1 diff mon/prom-values-memory.yml 2 mon/prom-values-cpu-memory.yml
The output is as follows.
119a120,127
> - alert: TooMuchCPUAndMemory
> expr: (sum(rate(node_cpu_seconds_total{mode!="idle", mode!="iowait", mode!~"^(?:guest.*)$"}[5m])) by (instance) / count(node_cpu_seconds_total{mode="system"}) by (instance)) < 0.5 and (1 - sum(node_memory_MemAvailable_bytes) by (instance) / sum(node_memory_MemTotal_bytes) by (instance)) < 0.5
> for: 30m
> labels:
> severity: notify
> annotations:
> summary: Too much unused CPU and memory
> description: Less than 50% of CPU and 50% of memory is used on at least one node
We're adding a new alert called TooMuchCPUAndMemory. It is a combination of the previous two alerts. It will fire only if both CPU and memory usage are below fifty percent. That way we'll avoid sending false positives and we will not be tempted to de-scale the cluster only because one of the resource reservations (CPU or memory) is too low, while the other might be high.
All that's left, before we move into the next subject (or metric type), is to upgrade Prometheus' Chart and confirm that the new alert is indeed operational.
1 helm upgrade -i prometheus
2 stable/prometheus
3 --namespace metrics
4 --version 7.1.3
5 --set server.ingress.hosts={$PROM_ADDR}
6 --set alertmanager.ingress.hosts={$AM_ADDR}
7 -f mon/prom-values-cpu-memory.yml
8
9 open "http://$PROM_ADDR/alerts"
Please refresh the alerts screen if the alert is still not present. In my case (screenshot following), the total of reserved memory and CPU is below fifty percent, and the alert is in the pending state. In your case, that might not be true, and the alert might not have reached its thresholds. Nevertheless, I'll continue explaining my case, where both CPU and memory usage is less than fifty percent of total available.
Thirty minutes later (for: 30m), the alert fired. It waited for a while (30m) to confirm that the drop in memory and CPU usage is not temporary. Given that I'm running my cluster in AKS, Cluster Autoscaler would remove one of the nodes long before thirty minutes. But, since it is configured to operate with a minimum of three nodes, CA will not perform that action. As a result, I might need to reconsider whether paying for three nodes is a worthwhile investment.
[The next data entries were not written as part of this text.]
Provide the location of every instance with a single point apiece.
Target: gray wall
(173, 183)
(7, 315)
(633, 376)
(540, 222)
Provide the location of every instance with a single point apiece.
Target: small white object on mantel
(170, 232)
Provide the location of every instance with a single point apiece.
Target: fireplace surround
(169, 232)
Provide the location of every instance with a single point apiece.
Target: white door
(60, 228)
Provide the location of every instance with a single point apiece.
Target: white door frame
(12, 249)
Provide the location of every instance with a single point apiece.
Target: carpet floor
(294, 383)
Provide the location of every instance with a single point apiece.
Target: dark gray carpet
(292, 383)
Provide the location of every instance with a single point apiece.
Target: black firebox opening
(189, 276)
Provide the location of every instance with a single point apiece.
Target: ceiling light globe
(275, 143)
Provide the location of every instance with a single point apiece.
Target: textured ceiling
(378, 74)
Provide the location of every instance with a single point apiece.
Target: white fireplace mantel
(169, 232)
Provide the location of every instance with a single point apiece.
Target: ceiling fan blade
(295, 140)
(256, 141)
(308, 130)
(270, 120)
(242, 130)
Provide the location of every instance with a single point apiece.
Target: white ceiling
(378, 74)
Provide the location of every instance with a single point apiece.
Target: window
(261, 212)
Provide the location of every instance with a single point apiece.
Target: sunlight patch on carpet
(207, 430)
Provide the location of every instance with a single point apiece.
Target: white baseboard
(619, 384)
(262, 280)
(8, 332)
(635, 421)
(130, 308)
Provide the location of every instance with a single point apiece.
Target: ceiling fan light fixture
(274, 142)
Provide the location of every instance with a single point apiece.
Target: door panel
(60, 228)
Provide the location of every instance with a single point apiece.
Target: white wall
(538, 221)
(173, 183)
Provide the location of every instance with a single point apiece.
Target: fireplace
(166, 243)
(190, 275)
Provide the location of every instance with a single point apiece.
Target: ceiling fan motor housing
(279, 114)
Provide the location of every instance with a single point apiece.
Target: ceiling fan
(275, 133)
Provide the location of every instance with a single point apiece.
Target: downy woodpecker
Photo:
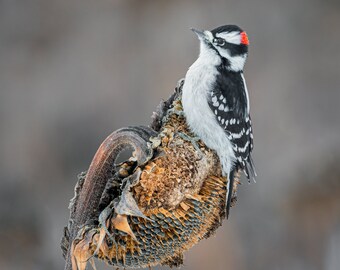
(216, 102)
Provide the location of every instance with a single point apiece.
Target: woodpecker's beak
(202, 35)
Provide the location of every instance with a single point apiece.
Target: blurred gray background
(71, 72)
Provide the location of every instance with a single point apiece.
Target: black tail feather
(231, 179)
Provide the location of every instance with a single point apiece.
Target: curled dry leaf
(171, 198)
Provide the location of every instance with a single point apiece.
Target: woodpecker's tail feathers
(231, 179)
(250, 169)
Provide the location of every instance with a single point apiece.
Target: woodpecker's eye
(219, 41)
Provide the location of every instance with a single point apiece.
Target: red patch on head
(244, 38)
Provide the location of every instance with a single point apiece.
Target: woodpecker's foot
(193, 141)
(174, 110)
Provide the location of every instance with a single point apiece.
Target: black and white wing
(229, 102)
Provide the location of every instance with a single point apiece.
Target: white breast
(199, 80)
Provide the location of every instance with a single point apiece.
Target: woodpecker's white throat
(215, 99)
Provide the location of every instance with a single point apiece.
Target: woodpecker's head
(229, 43)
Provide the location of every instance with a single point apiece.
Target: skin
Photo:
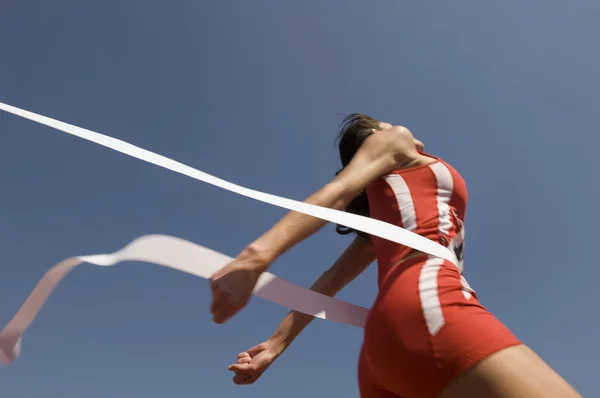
(515, 372)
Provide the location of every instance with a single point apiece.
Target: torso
(429, 199)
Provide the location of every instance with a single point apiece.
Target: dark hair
(354, 130)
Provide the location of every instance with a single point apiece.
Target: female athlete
(426, 335)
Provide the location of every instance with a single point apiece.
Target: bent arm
(376, 157)
(355, 259)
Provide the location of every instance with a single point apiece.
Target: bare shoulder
(396, 142)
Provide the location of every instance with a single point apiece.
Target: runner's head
(354, 131)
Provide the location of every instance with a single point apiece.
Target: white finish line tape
(194, 259)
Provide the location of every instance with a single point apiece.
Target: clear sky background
(507, 92)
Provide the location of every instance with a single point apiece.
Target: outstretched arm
(379, 154)
(254, 362)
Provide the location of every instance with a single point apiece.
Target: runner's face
(418, 144)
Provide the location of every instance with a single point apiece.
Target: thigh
(515, 372)
(367, 384)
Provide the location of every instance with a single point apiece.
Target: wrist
(257, 256)
(277, 344)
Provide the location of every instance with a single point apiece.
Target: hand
(252, 364)
(232, 286)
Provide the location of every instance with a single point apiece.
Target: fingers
(257, 349)
(242, 368)
(244, 358)
(241, 379)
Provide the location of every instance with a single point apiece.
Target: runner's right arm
(252, 363)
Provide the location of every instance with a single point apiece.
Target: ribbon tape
(191, 258)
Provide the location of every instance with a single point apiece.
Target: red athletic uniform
(426, 325)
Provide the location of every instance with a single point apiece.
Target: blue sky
(252, 92)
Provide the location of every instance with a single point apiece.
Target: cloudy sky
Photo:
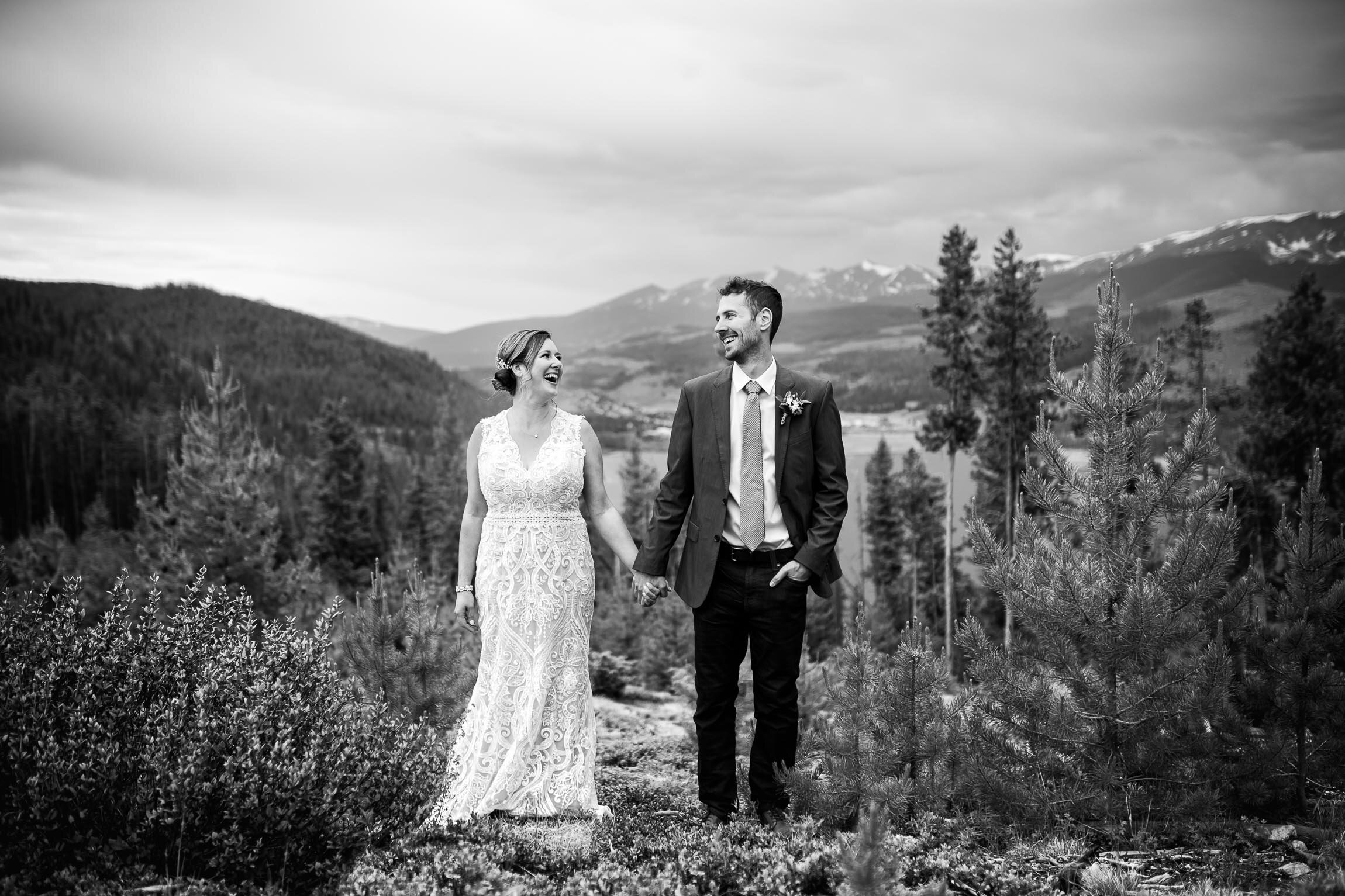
(439, 164)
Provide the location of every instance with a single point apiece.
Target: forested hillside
(93, 378)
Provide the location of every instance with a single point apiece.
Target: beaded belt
(533, 518)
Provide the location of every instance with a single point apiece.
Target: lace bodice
(554, 483)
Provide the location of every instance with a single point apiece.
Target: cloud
(439, 164)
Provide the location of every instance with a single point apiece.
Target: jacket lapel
(783, 383)
(720, 409)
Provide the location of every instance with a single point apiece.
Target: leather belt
(759, 558)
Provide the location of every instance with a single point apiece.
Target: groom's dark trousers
(740, 609)
(728, 589)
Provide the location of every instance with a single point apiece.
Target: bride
(529, 735)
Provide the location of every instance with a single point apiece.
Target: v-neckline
(518, 449)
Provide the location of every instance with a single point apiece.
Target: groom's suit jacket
(810, 481)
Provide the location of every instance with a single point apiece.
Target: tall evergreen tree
(1117, 695)
(889, 736)
(1194, 341)
(639, 487)
(918, 499)
(1015, 358)
(346, 543)
(1296, 403)
(1293, 677)
(887, 541)
(218, 508)
(953, 426)
(446, 484)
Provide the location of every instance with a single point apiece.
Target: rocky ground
(656, 844)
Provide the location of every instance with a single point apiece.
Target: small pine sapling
(404, 658)
(1293, 676)
(1115, 697)
(888, 735)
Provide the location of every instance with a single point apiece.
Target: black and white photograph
(675, 448)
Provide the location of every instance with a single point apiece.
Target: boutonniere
(792, 404)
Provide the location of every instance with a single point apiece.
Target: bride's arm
(606, 518)
(470, 537)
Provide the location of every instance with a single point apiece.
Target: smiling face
(544, 375)
(742, 335)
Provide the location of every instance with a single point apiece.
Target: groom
(756, 469)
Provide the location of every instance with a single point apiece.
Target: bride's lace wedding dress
(529, 735)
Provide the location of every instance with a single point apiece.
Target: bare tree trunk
(947, 569)
(1009, 508)
(915, 587)
(863, 600)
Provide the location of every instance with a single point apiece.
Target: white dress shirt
(777, 537)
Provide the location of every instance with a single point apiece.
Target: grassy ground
(656, 844)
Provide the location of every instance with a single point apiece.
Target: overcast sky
(439, 164)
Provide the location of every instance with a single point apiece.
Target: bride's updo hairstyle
(521, 347)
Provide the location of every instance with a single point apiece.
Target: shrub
(198, 743)
(610, 674)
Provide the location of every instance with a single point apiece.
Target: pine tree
(1194, 341)
(218, 508)
(887, 539)
(436, 499)
(953, 426)
(1013, 355)
(346, 543)
(1119, 691)
(1296, 403)
(889, 736)
(918, 499)
(402, 656)
(639, 487)
(1294, 676)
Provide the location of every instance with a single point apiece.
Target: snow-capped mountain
(871, 303)
(1316, 238)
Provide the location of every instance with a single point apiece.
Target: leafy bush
(199, 743)
(610, 674)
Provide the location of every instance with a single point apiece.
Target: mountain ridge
(1262, 249)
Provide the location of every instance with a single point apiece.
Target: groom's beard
(740, 350)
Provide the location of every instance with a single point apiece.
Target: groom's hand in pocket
(792, 570)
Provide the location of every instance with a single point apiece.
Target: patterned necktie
(754, 488)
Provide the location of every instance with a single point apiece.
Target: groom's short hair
(759, 296)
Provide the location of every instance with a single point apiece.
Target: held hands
(647, 589)
(794, 570)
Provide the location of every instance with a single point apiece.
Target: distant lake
(861, 435)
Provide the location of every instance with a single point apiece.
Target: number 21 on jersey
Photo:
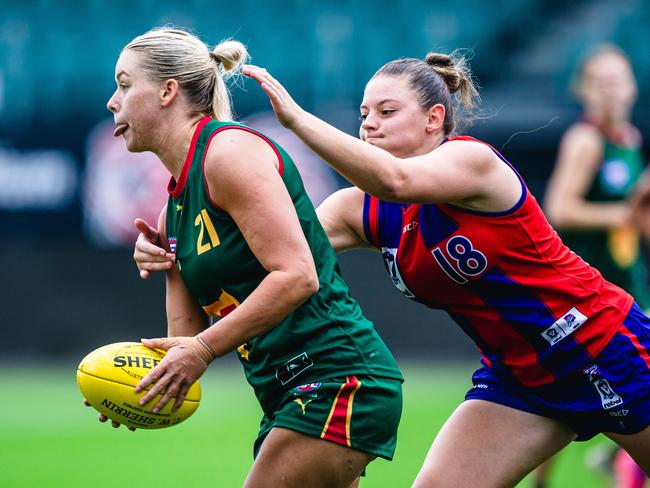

If, on the other hand, my cluster would be without Cluster Autoscaler, and assuming that I do not want to waste resources while other clusters might need more, I would need to remove one of the nodes (manually or automatically). If that removal were automatic, the destination would not be Slack, but the API of the tool in charge of removing nodes.
Now that we have a few examples of saturation, we covered each of the metrics championed by Google Site Reliability Engineers and almost any other monitoring method. Still, we're not done. There are a few other metrics and alerts I'd like to explore. They might not fall into any of the discussed categories, yet they might prove to be very useful.